Defining the Architecture (cont’d)
Currently, these processors are only in prototyping stages, but Intel has obviously done a lot of work on the feasibility of their ability to create these devices. They have been working on simulating and creating design methods that will lend themselves to terascale friendly developing environments. Two of these methods are answers to the on-die interconnect fabric (how all the cores talk to one another) and to find a way to get the memory bandwidth necessary for a 100+ core processor to run efficiently.
Here is the first step to the design — creating a tiled processor architecture, much like the images and diagrams we have showed you thus far. This core has an 8×10 arrangement of cores, for a total of 80, each with a compute element and a ‘router.’ This tiled design allows the cores to run in a mesochronous fashion; that means they can run at the same clock frequency, but without having to know what phase the other cores are in. In other words, the cores can vary in clock cycles slightly and not cause a major error in the system.
The compute element is the piece that does all the ‘work’ that each core is assigned while the router is left with the management position.

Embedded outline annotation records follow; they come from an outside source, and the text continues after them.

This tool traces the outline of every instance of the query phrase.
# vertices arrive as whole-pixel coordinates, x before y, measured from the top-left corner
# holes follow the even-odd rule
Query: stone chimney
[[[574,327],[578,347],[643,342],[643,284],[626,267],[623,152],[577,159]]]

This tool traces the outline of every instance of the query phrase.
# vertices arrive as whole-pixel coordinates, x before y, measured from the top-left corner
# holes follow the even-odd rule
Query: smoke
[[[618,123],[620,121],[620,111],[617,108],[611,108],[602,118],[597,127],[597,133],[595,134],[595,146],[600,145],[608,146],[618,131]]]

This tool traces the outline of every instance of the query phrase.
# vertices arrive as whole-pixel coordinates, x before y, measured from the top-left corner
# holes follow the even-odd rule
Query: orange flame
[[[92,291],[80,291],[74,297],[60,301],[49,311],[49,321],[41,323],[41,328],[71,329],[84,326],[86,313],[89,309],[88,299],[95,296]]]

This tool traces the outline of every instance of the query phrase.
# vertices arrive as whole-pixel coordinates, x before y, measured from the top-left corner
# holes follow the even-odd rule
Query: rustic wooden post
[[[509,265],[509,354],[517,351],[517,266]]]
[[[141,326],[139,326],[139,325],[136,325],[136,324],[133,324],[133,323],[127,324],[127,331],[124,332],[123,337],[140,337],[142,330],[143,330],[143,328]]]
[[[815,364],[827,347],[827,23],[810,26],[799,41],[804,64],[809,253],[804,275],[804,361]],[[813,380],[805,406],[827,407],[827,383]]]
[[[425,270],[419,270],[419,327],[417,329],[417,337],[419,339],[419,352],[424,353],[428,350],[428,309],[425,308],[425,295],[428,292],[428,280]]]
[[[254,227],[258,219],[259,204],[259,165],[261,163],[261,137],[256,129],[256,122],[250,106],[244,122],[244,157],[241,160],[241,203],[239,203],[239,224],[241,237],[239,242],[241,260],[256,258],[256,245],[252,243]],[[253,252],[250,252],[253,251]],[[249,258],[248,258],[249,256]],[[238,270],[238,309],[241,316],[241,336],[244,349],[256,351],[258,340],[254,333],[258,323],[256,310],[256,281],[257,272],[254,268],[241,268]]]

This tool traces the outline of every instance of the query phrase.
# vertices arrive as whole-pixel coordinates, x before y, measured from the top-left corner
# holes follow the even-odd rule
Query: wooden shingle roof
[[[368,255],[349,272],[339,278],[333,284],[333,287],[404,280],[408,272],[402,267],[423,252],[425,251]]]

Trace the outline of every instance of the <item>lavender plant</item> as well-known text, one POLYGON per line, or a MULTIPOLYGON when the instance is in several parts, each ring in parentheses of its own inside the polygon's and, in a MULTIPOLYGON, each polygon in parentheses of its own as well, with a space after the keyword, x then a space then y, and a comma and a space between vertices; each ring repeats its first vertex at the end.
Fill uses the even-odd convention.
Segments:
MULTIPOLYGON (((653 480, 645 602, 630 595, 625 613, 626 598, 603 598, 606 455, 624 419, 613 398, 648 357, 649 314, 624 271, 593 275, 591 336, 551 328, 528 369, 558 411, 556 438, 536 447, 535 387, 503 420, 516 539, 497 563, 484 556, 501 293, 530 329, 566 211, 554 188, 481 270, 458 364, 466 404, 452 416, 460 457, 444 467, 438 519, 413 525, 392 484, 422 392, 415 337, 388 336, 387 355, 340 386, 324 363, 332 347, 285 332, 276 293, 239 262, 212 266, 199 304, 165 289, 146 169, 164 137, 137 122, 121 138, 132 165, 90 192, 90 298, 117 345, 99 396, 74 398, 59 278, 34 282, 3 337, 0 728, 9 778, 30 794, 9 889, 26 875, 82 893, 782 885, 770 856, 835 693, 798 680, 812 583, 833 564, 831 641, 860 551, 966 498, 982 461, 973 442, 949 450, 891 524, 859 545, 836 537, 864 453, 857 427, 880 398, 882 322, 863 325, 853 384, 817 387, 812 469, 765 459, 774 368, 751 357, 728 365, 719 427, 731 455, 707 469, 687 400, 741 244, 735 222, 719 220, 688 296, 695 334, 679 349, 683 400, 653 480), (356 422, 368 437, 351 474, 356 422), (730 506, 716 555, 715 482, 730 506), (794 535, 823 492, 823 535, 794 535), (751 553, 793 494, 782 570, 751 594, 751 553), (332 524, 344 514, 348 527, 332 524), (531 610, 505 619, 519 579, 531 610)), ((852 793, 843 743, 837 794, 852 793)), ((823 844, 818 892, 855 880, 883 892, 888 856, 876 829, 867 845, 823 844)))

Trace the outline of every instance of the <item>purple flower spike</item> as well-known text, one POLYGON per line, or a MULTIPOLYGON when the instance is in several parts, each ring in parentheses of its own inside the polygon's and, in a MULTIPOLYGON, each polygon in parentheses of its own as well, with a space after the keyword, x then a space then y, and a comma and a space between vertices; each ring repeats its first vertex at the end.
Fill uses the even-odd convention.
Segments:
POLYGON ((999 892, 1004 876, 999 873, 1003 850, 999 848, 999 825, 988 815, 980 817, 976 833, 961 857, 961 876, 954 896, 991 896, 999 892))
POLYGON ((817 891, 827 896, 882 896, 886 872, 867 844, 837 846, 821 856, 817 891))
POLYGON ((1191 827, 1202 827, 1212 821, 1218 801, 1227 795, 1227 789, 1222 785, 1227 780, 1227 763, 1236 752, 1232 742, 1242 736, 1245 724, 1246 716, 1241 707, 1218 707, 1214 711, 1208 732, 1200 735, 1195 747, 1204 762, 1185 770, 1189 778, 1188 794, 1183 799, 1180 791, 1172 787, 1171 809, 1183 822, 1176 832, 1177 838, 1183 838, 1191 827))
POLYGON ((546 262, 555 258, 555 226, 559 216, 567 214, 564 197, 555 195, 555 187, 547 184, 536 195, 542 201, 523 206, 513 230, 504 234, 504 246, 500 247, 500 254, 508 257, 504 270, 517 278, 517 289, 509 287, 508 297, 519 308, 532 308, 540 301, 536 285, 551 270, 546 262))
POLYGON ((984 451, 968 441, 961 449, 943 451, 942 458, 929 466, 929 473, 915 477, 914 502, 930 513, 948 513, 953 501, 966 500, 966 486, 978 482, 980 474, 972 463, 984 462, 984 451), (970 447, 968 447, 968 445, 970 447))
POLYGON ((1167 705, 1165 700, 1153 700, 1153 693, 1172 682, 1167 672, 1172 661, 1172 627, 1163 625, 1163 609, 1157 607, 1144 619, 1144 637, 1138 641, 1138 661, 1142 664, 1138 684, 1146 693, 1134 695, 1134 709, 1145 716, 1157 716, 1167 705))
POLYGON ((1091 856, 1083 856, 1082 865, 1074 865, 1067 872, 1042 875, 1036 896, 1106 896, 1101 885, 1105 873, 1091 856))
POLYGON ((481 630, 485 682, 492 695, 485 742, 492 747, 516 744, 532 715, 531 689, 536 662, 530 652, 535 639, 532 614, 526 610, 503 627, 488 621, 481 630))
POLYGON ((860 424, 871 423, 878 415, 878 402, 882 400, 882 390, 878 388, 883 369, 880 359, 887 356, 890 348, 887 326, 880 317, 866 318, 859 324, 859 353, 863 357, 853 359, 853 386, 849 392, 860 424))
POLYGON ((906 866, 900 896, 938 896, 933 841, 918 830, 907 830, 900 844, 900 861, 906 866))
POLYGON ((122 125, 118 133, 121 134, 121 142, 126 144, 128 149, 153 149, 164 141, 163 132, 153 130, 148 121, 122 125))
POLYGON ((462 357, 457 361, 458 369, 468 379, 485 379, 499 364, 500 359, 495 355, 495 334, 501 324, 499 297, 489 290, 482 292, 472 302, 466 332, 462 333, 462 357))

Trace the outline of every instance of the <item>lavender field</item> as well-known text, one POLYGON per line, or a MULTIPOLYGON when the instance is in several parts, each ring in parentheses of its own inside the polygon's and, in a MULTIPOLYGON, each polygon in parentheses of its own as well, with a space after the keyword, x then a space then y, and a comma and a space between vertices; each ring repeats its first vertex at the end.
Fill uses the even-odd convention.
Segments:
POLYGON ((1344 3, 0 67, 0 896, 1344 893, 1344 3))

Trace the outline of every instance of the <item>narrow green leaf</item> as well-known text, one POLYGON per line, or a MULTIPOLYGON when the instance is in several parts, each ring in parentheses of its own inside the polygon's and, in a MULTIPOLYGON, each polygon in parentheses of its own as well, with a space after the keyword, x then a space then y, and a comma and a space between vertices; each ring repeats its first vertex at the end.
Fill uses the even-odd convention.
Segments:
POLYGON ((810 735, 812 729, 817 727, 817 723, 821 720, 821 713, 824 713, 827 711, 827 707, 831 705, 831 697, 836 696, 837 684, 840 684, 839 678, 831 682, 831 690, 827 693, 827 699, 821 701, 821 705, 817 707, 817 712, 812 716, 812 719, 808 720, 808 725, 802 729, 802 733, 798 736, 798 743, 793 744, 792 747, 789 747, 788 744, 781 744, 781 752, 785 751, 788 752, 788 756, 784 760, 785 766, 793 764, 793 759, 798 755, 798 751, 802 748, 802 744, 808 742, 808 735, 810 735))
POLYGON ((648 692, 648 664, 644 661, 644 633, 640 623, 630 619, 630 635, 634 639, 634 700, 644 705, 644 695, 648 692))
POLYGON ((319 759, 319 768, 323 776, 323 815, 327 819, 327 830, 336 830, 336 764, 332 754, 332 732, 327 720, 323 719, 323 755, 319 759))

It tells the core what to work on and is responsible for communication with the rest of the cores to share data or distribute processor load. And note that current designs show that each core would only be talking to each of its immediate neighbors: above, below, the left and right. Creating an interconnect between 80 cores wouldn’t be a simple task, especially one that would allow fast and easy communication.
The interconnect fabric between all of these cores is also an interesting subject. How DO you build a communications scheme that is scalable and fast for 20 up to 100 cores? Intel devised a 2D scheme (only talking to neighbors) for this and one that is self-aware on power states for cores. You can see the communication links from each core would be to its neighbors, to a synchronizer (to allow for mesochronous clocks) and some attached static RAM (SRAM).
How do you spread information to all of these cores if there are no primary cores (like in the Cell architecture) and if all the cores only connect to their neighbors?
One method Intel is investigating is the use of a ring topology, seen in the image above; it provides the fastest point to point connection method with the fewest number of traces and connections and is a popular computer science algorithm.
Another method for interconnects is through a mesh, though it would require more hops to get from far away core nodes, this method allows the CPU to avoid failed or very busy cores.
What about that memory bandwidth? We told you on the first page that Intel would need 1.2 Terabytes/s of memory bandwidth to keep this many cores busy and running efficiently. Intel’s answer is to attach 256 Mbit of SRAM directly to EACH core.
By doing so, Intel is able to create a 40 GB/s per tile memory subsystem, totaling more than 3 Terabytes/s of memory bandwidth across all 80 cores!
Intel has said the potential for the system to evolve into a ‘one router, many cores’ technology could happen, just as we have seen in the current Cell processor design.